Novos tempos para o Parque Zilda Arns?
Cerca de dois anos depois de sua inauguração com a presença do então governador de São Paulo, José Serra e do Prefeito da Cidade de São Paulo, Gilberto Kassab, o Parque de Integração Zilda Arns, um investimento de R$ 22 milhões de uma parceria entra a Sabesp e a Prefeitura, foi objeto de reportagem da TV Globo que mostrou o abandono em que o complexo se encontrava.
Construído junto à tubulação da Sabesp, a intervenção para construção do parque foi em 7,5 quilômetros de extensão em uma área de 224 mil metros quadrados. Deveria oferecer esporte, lazer e cultura simultaneamente a proteção da adutora gerando maior conforto e segurança para as comunidades envolvidas da Vila Prudente, Sapopemba e São Mateus.
A previsão era de que mais de 300 mil pessoas fossem beneficiadas com pistas de caminhada, ciclovias, bicicletários, quadras poliesportivas, de bocha e malha, mesas de dama e xadrez, parquinhos, campos de futebol, pista para skate, postos para Polícia Militar, praças e espaço para eventos.

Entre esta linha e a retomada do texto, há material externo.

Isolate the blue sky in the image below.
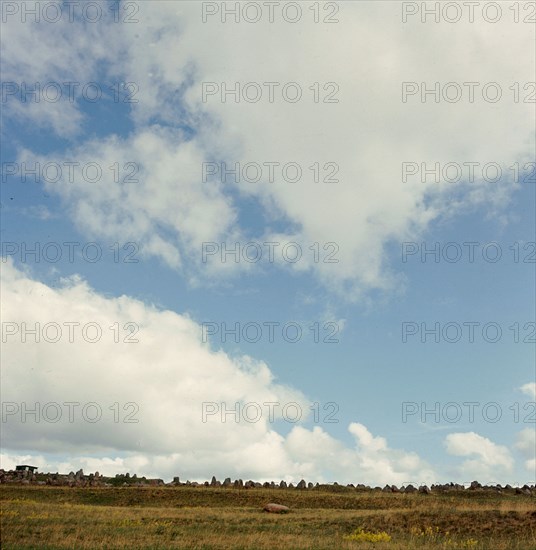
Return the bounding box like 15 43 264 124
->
1 2 536 483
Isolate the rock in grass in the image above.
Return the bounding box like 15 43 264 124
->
263 502 290 514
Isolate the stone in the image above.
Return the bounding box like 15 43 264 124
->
263 502 290 514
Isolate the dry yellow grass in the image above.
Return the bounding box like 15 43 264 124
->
0 486 536 550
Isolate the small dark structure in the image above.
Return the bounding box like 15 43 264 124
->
15 464 37 474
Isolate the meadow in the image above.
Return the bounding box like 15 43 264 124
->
0 484 536 550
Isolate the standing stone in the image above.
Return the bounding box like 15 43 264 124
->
263 502 290 514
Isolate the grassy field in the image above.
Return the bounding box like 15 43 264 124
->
0 485 536 550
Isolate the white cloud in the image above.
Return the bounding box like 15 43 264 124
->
445 432 514 479
515 428 536 479
6 2 534 299
1 259 434 483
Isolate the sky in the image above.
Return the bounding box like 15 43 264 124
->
0 0 536 485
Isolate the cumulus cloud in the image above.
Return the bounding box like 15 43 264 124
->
445 432 514 479
515 428 536 477
1 259 434 483
5 2 534 299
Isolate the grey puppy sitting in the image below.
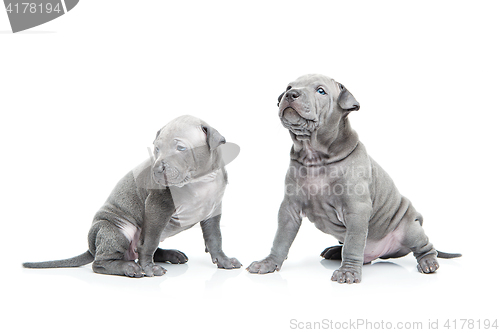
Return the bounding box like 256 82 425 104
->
247 75 460 283
23 116 241 277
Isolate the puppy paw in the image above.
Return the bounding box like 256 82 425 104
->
417 254 439 274
123 261 144 277
247 258 281 274
320 245 342 260
212 256 241 269
153 248 188 264
332 266 361 284
142 263 167 277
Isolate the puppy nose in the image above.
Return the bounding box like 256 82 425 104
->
285 89 300 102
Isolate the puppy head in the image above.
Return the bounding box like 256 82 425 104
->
278 74 359 140
152 116 226 187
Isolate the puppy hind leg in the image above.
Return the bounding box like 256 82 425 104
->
153 248 188 264
401 216 439 274
90 221 144 277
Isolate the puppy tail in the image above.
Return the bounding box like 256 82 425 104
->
437 251 462 259
23 251 94 268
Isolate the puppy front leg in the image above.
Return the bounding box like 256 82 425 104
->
137 189 175 276
332 207 371 284
200 214 241 269
247 199 302 274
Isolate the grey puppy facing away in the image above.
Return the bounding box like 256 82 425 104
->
247 75 460 283
23 116 241 277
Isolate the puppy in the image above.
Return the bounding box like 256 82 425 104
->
247 75 460 283
23 116 241 277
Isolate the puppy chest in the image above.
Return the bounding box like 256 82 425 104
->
171 176 224 226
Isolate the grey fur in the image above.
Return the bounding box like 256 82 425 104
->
23 116 241 277
247 75 460 283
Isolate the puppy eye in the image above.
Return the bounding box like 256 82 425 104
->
316 88 326 95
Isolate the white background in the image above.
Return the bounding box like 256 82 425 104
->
0 0 500 332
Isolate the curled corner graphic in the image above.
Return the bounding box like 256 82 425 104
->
3 0 79 33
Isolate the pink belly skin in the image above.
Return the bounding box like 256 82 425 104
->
364 227 403 264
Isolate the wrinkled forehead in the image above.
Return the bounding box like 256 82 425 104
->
289 74 340 93
156 119 206 147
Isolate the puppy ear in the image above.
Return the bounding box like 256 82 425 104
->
337 83 359 111
201 125 226 150
278 91 285 106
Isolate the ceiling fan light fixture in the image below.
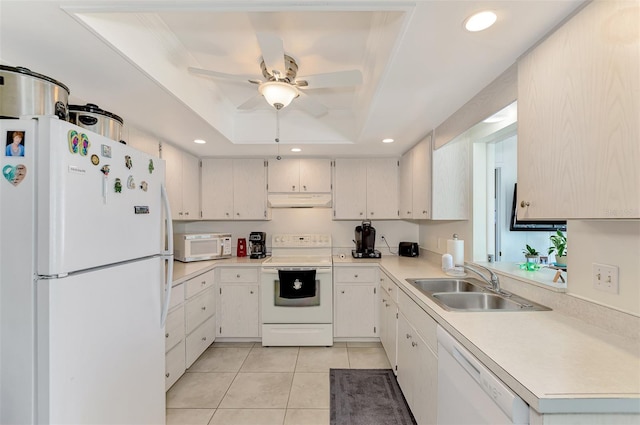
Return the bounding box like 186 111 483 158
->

De antiga reivindicação da comunidade que, com a duplicação da adutora, pedia a urbanização da área; dois anos depois, pode a reportagem mostrar o descaso e abandono que o local se encontra. Se nos primeiros dias as coisas funcionaram conforme previsto nos planos, com o tempo e o descaso da Sabesp e colateralmente do poder público com a manutenção do espaço, a sua utilização foi sendo desvirtuada ou abandonada. Como exemplos a reportagem da TV pode flagrar: motociclistas usando as pistas de caminhada como forma de encurtar distâncias e guaritas e banheiros públicos abandonados e depredados.
Efetivamente, a reportagem da Gazeta São Mateus, há tempos, vem sentindo e constatando a sub e má utilização do espaço por conta e responsabilidade da própria comunidade que, para variar, não sabe dar valor aos equipamentos públicos. “Como não é meu, nem está no meu quintal é de ninguém e não tenho porque cuidar”, reproduzem criticamente essa mentalidade para a reportagem os moradores mais conscientes. “É isso que escutamos”.
É uma pena que essa demonstração de falta de cuidado com a coisa pública seja tão fácil de comprovar. Dois anos depois da inauguração o que a reportagem da TV não disse em todas as suas letras é sobre esse comportamento condenável e irresponsável da própria comunidade.
O que vem por ai
Durante a reportagem, no início deste ano, o supervisor de negócios de produção de água da Sabesp, Marco Antônio Lopes Barros disse que os problemas serão resolvidos. “Uma das primeiras ações que a Sabesp vai fazer de recuperação é a pista de skate. A gente se compromete a fazer o desentupimento dela e a recuperação de alguns buracos que tem na pista”.
O mais emblemático, entretanto, é a negociação que a Sabesp está empreendendo para passar a responsabilidade da manutenção do parque para a Secretaria do Verde que, a princípio, aceita essa transição após a Sabesp assumir seus compromissos com a manutenção e a execução das obras mais complexas a ser entregues para ficar próxima das condições em que o parque foi entregue na sua inauguração. Isso incluirá a reconstrução de banheiros e guaritas, por exemplo.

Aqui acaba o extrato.